# Convenio Especial health insurance



## Jillymac (Jan 17, 2016)

I'm still confused about the state health system in Spain.
I understand that as pensioners we can apply for an SI card but will this be enough to cover us or do we need to pay in to the State Run Convenio Especial as well? If so does anyone know of a similar scheme which is less costly.
Any advice would be appreciated.


----------



## 90199 (Mar 21, 2010)

I am a OAP S1 covers both of us, apart from a small charge on prescriptions, we pay nothing else.


----------



## Jillymac (Jan 17, 2016)

Hepa said:


> I am a OAP S1 covers both of us, apart from a small charge on prescriptions, we pay nothing else.


Thank you, that's reassuring!


----------



## DunWorkin (Sep 2, 2010)

I am not sure where in Spain you will be but this is what happens in Valencia. Other areas may differ.

You need to take your S1 form to the INSS (Spanish Social Security) office together with your certificate of residencia and your padron certificate . They will issue you with a SIP card and allocate you to a family doctor (like a GP in UK).

You will then be entitled to the same free healthcare as a Spanish national. How much you pay for prescriptions will depend on your personal circumstances. I pay 10% but my husband pays nothing.


----------



## Alcalaina (Aug 6, 2010)

Jillymac said:


> I'm still confused about the state health system in Spain.
> I understand that as pensioners we can apply for an SI card but will this be enough to cover us or do we need to pay in to the State Run Convenio Especial as well? If so does anyone know of a similar scheme which is less costly.
> Any advice would be appreciated.


You would only need the Convenio Especial if you were retiring early, i.e. before one of you gets a state pension. Once that happens, healthcare for both of you is free (under the S1 scheme).


----------



## Old Michael (Mar 1, 2016)

I'm still confused about the Convenio Especial.

I'm 60 so i'm thinking this is the way to go as private insurance companies won't touch me.

I know that I can apply for it after i've been 'registered' for 12 months in Tenerife but what does 'registered' mean?

I have an NIE (non-resident) and an Empadronamiento from the local town hall. 

Do I need anything else to qualify for Convenio Especial when the time comes?

Michael


----------



## xabiaxica (Jun 23, 2009)

Old Michael said:


> I'm still confused about the Convenio Especial.
> 
> I'm 60 so i'm thinking this is the way to go as private insurance companies won't touch me.
> 
> ...


You need to have been registered / signed on the list of foreigners at the extranjería for a year. You will have a green card / certificate. 

Spain requires that you do this if you are here, or intend to be here, 90+ days consecutively. 

This is completely separate to the padrón. Just being on the padrón won't/doesn't count as 'registered'. 

You will need private healthcare in order to register.

You say that companies 'won't touch you'? Who have you approached? I know people much much older than 60 with various pre-existing conditions who have private healthcare. The pre-existing conditions are simply excluded.


----------



## snikpoh (Nov 19, 2007)

Old Michael said:


> I'm still confused about the Convenio Especial.
> 
> I'm 60 so i'm thinking this is the way to go as private insurance companies won't touch me.
> 
> ...


Now I'm confused - what's a non-resident NIE?
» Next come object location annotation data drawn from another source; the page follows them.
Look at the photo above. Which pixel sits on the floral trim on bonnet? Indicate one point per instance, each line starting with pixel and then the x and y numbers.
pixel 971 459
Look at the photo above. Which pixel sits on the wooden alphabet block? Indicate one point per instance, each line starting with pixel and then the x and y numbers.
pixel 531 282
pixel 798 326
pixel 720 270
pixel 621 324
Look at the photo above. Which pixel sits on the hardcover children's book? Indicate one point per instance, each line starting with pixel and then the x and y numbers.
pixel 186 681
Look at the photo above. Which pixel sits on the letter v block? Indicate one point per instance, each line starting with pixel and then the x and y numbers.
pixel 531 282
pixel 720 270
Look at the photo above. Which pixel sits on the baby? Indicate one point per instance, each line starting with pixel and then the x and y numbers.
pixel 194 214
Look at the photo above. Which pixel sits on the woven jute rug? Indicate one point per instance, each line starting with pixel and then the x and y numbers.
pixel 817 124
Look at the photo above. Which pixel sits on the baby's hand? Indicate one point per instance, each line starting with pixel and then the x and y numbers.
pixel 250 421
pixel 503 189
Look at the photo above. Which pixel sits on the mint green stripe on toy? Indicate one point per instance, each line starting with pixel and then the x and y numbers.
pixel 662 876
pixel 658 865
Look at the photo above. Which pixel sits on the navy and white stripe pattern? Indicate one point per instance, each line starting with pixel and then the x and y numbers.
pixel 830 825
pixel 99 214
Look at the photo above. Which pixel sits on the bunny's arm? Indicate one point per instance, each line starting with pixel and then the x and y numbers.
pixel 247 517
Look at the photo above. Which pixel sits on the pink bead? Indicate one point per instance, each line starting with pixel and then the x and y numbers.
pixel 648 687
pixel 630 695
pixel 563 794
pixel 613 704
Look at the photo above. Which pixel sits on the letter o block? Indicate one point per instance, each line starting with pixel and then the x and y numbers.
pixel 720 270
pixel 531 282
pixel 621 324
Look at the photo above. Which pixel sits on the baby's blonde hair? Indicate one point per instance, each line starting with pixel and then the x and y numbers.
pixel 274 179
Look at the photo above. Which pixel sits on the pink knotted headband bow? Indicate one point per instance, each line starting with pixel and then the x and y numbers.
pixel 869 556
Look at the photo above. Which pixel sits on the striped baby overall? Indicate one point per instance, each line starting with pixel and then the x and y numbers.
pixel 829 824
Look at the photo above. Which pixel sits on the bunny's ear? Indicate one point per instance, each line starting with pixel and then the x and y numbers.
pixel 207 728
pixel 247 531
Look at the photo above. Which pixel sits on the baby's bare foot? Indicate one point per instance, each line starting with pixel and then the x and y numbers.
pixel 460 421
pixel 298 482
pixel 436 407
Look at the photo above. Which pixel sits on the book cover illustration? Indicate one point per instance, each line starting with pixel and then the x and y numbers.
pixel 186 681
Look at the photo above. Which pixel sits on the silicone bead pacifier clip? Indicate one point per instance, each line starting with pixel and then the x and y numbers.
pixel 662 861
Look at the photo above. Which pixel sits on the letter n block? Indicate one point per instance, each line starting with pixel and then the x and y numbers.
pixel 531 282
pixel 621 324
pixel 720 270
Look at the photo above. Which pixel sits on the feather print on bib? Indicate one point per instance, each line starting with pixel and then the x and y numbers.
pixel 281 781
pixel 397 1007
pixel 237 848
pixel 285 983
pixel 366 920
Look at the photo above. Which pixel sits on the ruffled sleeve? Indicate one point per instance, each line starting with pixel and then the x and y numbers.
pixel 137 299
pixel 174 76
Once registered as resident, I would also suggest you do your annual tax return (should really be doing one anyway I suspect) and not just form 210. That way, you can really show that you are resident here.


----------



## xabiaxica (Jun 23, 2009)

snikpoh said:


> Now I'm confused - what's a non-resident NIE?
> 
> Once registered as resident, I would also suggest you do your annual tax return (should really be doing one anyway I suspect) and not just form 210. That way, you can really show that you are resident here.


The 'non-resident' NIE is the white A4 sheet which is issued to a non-resident! As in, someone who doesn't live in Spain. ....Simples....
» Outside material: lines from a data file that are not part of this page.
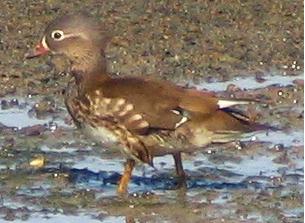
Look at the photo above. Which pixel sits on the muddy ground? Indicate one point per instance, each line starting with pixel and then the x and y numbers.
pixel 50 172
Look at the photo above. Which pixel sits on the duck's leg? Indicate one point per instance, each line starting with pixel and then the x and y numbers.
pixel 123 184
pixel 179 170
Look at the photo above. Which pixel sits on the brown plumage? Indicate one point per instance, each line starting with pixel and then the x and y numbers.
pixel 142 117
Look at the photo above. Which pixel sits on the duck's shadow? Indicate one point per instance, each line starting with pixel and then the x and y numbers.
pixel 155 182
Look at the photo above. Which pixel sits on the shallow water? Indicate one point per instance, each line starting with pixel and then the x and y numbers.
pixel 78 181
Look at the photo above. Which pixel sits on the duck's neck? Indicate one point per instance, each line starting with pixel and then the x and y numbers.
pixel 89 73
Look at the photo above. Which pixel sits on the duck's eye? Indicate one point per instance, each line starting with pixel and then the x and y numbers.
pixel 57 35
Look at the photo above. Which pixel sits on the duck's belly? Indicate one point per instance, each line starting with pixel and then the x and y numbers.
pixel 101 135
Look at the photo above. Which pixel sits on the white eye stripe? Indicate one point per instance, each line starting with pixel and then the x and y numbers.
pixel 44 43
pixel 58 35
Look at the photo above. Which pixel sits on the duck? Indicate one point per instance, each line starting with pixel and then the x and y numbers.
pixel 141 117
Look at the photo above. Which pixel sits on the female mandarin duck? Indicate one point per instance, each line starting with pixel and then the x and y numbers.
pixel 143 118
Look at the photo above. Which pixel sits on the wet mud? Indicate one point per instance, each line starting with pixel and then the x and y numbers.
pixel 49 171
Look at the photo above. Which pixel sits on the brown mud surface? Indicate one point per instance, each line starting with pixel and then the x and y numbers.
pixel 49 171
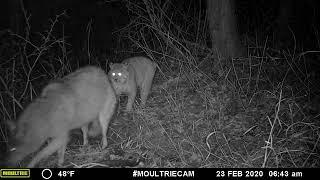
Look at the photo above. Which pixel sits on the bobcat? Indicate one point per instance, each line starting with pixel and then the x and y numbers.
pixel 69 103
pixel 133 73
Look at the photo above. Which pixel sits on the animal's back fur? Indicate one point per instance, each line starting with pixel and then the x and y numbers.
pixel 63 105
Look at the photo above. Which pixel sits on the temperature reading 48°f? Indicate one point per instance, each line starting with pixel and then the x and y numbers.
pixel 66 173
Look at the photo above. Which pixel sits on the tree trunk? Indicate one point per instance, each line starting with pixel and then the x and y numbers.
pixel 223 29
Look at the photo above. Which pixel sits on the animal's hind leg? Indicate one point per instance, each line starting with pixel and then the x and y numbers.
pixel 105 117
pixel 84 130
pixel 53 146
pixel 145 90
pixel 62 151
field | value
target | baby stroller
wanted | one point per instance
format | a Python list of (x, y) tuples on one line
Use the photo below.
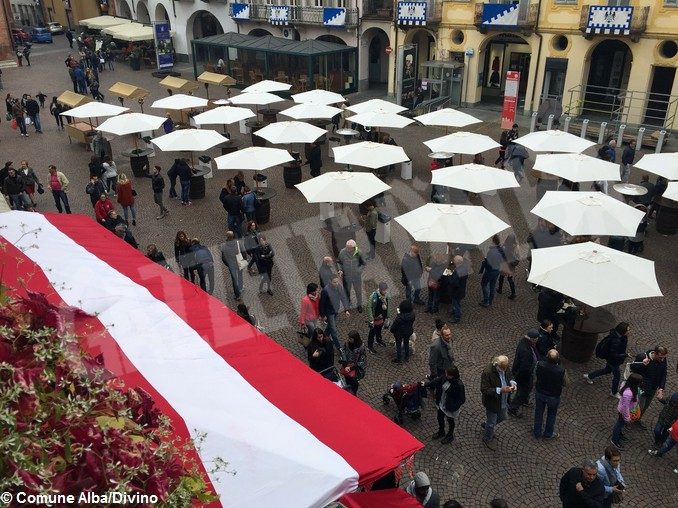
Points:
[(408, 400)]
Though it does seem that Old Michael is living here, so should of course have registered as resident, as I said.

As for tax - if he was here less than 183 days in 2015, he won't have to a tax return this year, will he?


----------



## snikpoh (Nov 19, 2007)

xabiachica said:


> The 'non-resident' NIE is the white A4 sheet which is issued to a non-resident! As in, someone who doesn't live in Spain. ....Simples....
> 
> Though it does seem that Old Michael is living here, so should of course have registered as resident, as I said.
> 
> As for tax - if he was here less than 183 days in 2015, he won't have to a tax return this year, will he?


You mean the same sheet that someone can get as a resident before they've been here 6 months (or 90 days for that matter).

The NIE is just that, an NIE - there is NO concept if it being a non-resident NIE. Calling it such just serves to confuse people because they then think that there must be a resident version - which there isn't.

Regarding tax, you can choose to do one whenever you want. It becomes mandatory after 183 days but to help his case, he might choose to do one sooner.


----------



## xabiaxica (Jun 23, 2009)

snikpoh said:


> You mean the same sheet that someone can get as a resident before they've been here 6 months (or 90 days for that matter).
> 
> The NIE is just that, an NIE - there is NO concept if it being a non-resident NIE. Calling it such just serves to confuse people because they then think that there must be a resident version - which there isn't.
> 
> Regarding tax, you can choose to do one whenever you want. It becomes mandatory after 183 days but to help his case, he might choose to do one sooner.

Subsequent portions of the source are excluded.